I wrote "Talking to Koon Meng Who Called Himself Christopher" in response to a challenge during the Poetry Free-for-all Apprentice Contest. The challenge was to write a poem using dialogue. I still remember vividly a conversation with a student when I was teaching in Chua Chu Kang Secondary School in Singapore. Koon Meng was in the Normal Technical stream (a vocational track). Once a student was placed in a stream, it was nearly impossible for him to transfer to a better one. Koon Meng's lament to me reminded me of Caliban's words to Prospero, which go something like, you taught me to speak and my only profit on it is to learn how to curse. It was clear to me that Koon Meng was bright; the stumbling block was the compulsory study of the English language, for which his home did not prepare him.

The poem tries to dramatize the fraught issue of English in Singapore by having Koon Meng speak in Singlish and the teacher-speaker in standard English. This difference was true to life, but also thematically significant. Singlish is still seen in some quarters as incorrect or inferior, but in Koon Meng's mouth, it is a lively and idiomatic patois. The poem does not rest, however, upon a simplistic division between native adaptation and colonial imposition, for Koon Meng wants to get on in life and love, and to do so he must "improve" his English. He adopts a Christian name "Christopher" for it sounds more cool. So the poem displays, I hope, not a false dichotomy, but a spectrum of imperfect adaptations of Singapore's colonial heritage, its economic and social advantages, but also its personal and cultural drawbacks. The poem speaks of ambivalence.

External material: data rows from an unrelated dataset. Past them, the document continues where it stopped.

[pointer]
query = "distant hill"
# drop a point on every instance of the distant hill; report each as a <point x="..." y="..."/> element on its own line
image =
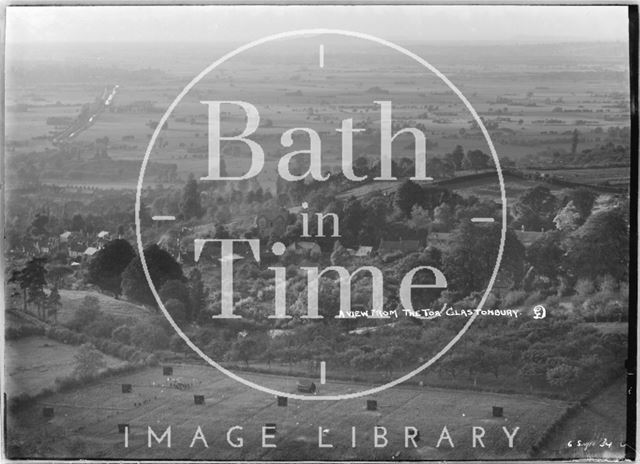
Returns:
<point x="71" y="300"/>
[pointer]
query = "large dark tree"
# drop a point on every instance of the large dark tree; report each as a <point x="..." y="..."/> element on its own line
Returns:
<point x="545" y="254"/>
<point x="408" y="194"/>
<point x="32" y="280"/>
<point x="456" y="157"/>
<point x="107" y="266"/>
<point x="469" y="263"/>
<point x="535" y="209"/>
<point x="161" y="266"/>
<point x="601" y="246"/>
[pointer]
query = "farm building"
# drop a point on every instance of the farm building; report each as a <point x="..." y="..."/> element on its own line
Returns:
<point x="272" y="222"/>
<point x="305" y="247"/>
<point x="440" y="240"/>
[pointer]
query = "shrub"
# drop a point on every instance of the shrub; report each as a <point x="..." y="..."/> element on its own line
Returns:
<point x="88" y="312"/>
<point x="152" y="360"/>
<point x="514" y="298"/>
<point x="122" y="334"/>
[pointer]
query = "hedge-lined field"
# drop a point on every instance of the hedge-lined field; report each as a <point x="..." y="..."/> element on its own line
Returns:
<point x="34" y="363"/>
<point x="85" y="422"/>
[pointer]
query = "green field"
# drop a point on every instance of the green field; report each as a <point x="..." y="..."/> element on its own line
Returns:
<point x="89" y="417"/>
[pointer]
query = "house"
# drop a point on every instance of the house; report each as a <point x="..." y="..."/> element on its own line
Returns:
<point x="404" y="246"/>
<point x="272" y="222"/>
<point x="301" y="247"/>
<point x="363" y="252"/>
<point x="90" y="251"/>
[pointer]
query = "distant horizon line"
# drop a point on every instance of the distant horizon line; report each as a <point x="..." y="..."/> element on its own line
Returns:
<point x="511" y="41"/>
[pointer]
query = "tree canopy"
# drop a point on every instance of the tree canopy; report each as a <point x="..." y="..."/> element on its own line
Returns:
<point x="108" y="264"/>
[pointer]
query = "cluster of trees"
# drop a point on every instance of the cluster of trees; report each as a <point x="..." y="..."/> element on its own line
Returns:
<point x="117" y="269"/>
<point x="32" y="281"/>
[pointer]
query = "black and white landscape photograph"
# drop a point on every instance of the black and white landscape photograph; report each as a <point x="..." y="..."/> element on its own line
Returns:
<point x="320" y="233"/>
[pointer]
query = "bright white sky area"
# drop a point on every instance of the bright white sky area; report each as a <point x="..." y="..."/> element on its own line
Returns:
<point x="244" y="23"/>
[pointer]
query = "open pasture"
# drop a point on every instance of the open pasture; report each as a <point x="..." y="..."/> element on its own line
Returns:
<point x="33" y="364"/>
<point x="72" y="299"/>
<point x="154" y="402"/>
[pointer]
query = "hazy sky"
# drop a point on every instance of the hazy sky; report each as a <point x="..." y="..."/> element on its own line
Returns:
<point x="244" y="23"/>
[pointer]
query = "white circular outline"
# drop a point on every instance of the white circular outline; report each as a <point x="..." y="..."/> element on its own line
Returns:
<point x="290" y="34"/>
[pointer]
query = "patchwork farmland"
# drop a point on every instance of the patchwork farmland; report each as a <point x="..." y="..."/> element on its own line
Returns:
<point x="87" y="419"/>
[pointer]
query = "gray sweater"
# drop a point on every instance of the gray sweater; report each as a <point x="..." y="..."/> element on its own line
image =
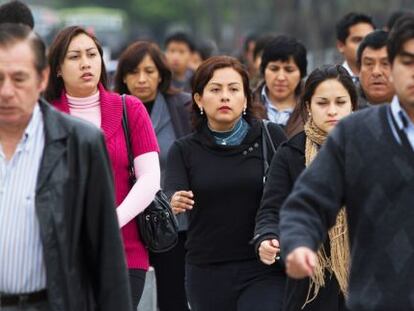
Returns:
<point x="363" y="167"/>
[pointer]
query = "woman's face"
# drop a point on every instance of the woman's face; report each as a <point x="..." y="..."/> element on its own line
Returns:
<point x="81" y="67"/>
<point x="144" y="80"/>
<point x="281" y="79"/>
<point x="329" y="104"/>
<point x="223" y="99"/>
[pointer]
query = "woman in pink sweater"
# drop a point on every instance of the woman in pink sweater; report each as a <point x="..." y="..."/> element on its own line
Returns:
<point x="77" y="86"/>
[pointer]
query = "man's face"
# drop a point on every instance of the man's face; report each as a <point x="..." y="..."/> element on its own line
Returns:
<point x="178" y="55"/>
<point x="20" y="84"/>
<point x="349" y="48"/>
<point x="374" y="75"/>
<point x="402" y="74"/>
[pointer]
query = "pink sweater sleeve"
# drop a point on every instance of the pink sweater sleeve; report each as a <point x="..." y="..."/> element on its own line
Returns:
<point x="143" y="138"/>
<point x="147" y="170"/>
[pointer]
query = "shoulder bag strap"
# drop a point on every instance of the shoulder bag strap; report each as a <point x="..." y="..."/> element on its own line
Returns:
<point x="131" y="169"/>
<point x="265" y="139"/>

I learned of Cai Yan (T'sai Yen) while reading A BOOK OF WOMEN POETS: FROM ANTIQUITY TO NOW, edited by Aliki Barnstone and Willis Barnstone. The irony of discovering this long-ago Chinese woman poet in an anthology edited by a pair of contemporary American editors was not lost on me. Cai Yan was no stranger to cultural dislocation. She was already a widow when she was captured by the Huns during a raid on the Chinese capital. Taken north to a harsh and alien land, she became a concubine to a Hun chief and bore him two sons. 12 years later, she was ransomed by the Chinese. Her great joy at returning home was mixed with great sorrow over leaving her young sons.

The daughter of a famous scholar and poet, Cai Yan was an accomplished poet herself. Only two poems survive from the destruction that raged throughout Chinese history. Another poem, the most famous, is of uncertain attribution. This is "18 Verses to a Tartar Reed Whistle" (as translated by Kenneth Rexroth and Ling Chung, in the Barnstones anthology), otherwise known as "Eighteen Songs of a Nomad Flute." In the poem, Cai Yan speaks with raw emotion and telling detail about the anguish of being separated from one's home, and, then, being separated from one's children. The poem is also appealing in its self-reflexiveness. Each verse, or song, ends with a reference to the poet as a singer, her musical instruments and the emotion that the verse aims to evoke. For instance, the second verse ends:

As I sing the second stanza I almost break the lutestrings.
Will broken, heart broken, I sing to myself. 

The parallelism of Chinese verse reinforces the identification of the will and heart with the lute, and springs the sting - "I sing to myself" - at the end. 

For the epigraph to my poem, I took the self-reflexive reference that concludes the first verse: "I sing one stanza to my lute and a Tatar horn." The lute here is technically the zither. The Tartar horn is a reed pipe known for its plaintive sound. Cai Yan was a singer with two very different instruments, a poet of two mutually hostile cultures. I hope some sense of that is carried over into my poem, which orchestrates its Singlish in iambic pentameter.